Should you work fuzoku over the year-end and New Year's holiday? Elon, with 20-plus years in the trade, gives three pros and three cons from firsthand experience.

Working Fuzoku Over the New Year's Holiday: 3 Pros and 3 Cons

"Working fuzoku over the New Year's holiday: 3 pros and 3 cons" — say that out loud and some people get it instantly while others draw a blank.

I'm 42 and still working the floor of this world, so I'll put it together from a real, on-the-ground view.

Why this topic matters

Information about fuzoku (Japan's licensed adult-entertainment business) is surprisingly poorly organized.

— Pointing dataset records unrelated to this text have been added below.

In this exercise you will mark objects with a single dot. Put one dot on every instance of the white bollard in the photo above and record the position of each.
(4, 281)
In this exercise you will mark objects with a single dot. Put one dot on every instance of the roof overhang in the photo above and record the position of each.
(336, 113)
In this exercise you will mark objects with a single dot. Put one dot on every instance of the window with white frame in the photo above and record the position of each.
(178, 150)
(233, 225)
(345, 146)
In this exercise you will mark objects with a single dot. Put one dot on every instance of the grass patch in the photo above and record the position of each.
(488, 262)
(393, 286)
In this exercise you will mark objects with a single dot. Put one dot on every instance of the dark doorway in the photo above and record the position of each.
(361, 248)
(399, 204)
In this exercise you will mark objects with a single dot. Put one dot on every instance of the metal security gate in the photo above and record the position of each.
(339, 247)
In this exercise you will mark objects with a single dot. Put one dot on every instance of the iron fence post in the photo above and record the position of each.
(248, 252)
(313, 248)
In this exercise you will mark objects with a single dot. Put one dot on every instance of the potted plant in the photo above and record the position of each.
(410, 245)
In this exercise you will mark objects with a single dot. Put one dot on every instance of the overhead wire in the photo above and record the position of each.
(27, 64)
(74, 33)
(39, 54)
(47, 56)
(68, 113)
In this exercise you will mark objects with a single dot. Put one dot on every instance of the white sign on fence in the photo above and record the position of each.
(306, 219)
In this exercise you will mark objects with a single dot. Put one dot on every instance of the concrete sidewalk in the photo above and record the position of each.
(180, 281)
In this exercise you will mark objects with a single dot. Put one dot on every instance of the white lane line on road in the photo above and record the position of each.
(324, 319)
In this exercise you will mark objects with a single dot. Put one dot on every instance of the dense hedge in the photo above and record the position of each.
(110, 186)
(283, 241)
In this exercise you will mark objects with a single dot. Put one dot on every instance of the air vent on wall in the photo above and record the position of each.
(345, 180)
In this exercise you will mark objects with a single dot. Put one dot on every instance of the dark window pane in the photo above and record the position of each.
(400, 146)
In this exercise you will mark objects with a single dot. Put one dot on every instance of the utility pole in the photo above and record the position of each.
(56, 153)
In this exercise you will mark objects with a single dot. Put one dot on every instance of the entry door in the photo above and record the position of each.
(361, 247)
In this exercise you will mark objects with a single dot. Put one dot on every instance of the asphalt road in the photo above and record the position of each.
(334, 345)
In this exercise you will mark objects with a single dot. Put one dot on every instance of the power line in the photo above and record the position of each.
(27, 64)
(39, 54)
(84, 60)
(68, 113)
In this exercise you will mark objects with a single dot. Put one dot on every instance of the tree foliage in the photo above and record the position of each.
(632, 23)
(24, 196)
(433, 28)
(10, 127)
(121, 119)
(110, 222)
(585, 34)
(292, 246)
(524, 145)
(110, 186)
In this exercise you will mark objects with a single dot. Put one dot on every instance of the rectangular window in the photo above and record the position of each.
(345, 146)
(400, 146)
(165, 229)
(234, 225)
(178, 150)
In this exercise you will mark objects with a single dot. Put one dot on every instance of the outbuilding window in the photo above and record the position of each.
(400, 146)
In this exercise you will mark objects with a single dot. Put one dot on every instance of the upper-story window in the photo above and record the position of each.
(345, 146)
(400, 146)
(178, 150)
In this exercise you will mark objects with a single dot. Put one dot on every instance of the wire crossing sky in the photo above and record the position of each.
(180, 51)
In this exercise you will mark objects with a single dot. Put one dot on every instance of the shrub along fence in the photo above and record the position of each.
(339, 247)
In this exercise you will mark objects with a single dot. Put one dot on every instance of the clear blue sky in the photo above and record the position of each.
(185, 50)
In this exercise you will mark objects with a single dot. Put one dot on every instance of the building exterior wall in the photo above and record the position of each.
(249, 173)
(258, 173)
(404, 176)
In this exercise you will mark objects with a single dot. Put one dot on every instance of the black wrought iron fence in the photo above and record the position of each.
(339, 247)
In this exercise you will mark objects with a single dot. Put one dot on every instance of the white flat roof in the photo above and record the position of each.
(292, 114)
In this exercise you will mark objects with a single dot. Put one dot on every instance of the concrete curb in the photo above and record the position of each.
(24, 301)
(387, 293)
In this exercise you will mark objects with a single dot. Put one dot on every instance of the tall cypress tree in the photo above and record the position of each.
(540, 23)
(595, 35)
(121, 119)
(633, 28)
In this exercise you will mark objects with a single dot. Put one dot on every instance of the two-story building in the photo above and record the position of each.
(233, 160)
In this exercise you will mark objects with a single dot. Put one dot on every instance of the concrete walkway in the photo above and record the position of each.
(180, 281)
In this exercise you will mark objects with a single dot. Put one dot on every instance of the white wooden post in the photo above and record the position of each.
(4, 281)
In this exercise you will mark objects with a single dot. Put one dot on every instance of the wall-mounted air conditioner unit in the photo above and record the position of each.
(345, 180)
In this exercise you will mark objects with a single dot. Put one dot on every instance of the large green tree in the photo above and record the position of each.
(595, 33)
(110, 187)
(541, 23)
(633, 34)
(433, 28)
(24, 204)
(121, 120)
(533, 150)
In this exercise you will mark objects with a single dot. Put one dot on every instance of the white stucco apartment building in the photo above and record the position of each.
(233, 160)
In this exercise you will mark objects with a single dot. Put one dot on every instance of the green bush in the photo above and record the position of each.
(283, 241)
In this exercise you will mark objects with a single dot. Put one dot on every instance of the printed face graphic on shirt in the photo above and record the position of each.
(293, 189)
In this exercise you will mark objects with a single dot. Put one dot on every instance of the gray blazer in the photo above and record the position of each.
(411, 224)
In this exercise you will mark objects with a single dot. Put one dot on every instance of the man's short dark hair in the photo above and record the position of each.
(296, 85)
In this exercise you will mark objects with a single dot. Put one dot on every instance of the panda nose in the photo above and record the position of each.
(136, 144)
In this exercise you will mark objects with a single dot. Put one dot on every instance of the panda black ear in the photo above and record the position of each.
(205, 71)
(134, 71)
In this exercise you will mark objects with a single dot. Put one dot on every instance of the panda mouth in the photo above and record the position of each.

Beginners especially tend to end up not even knowing where to start looking.

Elon
ElonAfter foreskin surgery and a pearl implant, I now carry the confidence of a man who's "fully prepped." It widened my range in the room, sure — but the bigger difference is the psychological ease. To anyone agonizing over the modifications, I'll say it plainly: do it, no regrets.

What this means in concrete terms

In a word: whether you know or don't know changes the quality of the whole experience.

Elon
Elon42, single, living alone. When nearly your whole paycheck disappears into fuzoku, you naturally develop an eye for this stuff. That's not a brag and it's not a regret — I'm just stating it as fact.

What I'm writing here is the distilled essence of knowledge I've built over 20 years.

To close

Elon
ElonHaving scouted nightlife scenes all over the world, my conclusion is that the richest night culture is the one rooted in the local culture. By that measure, Japan's fuzoku is world-class. That's not blind love — it's a verdict reached by comparison.

Questions on this topic? Drop a comment or hit me on social. And check out First Class Ruby while you're at it.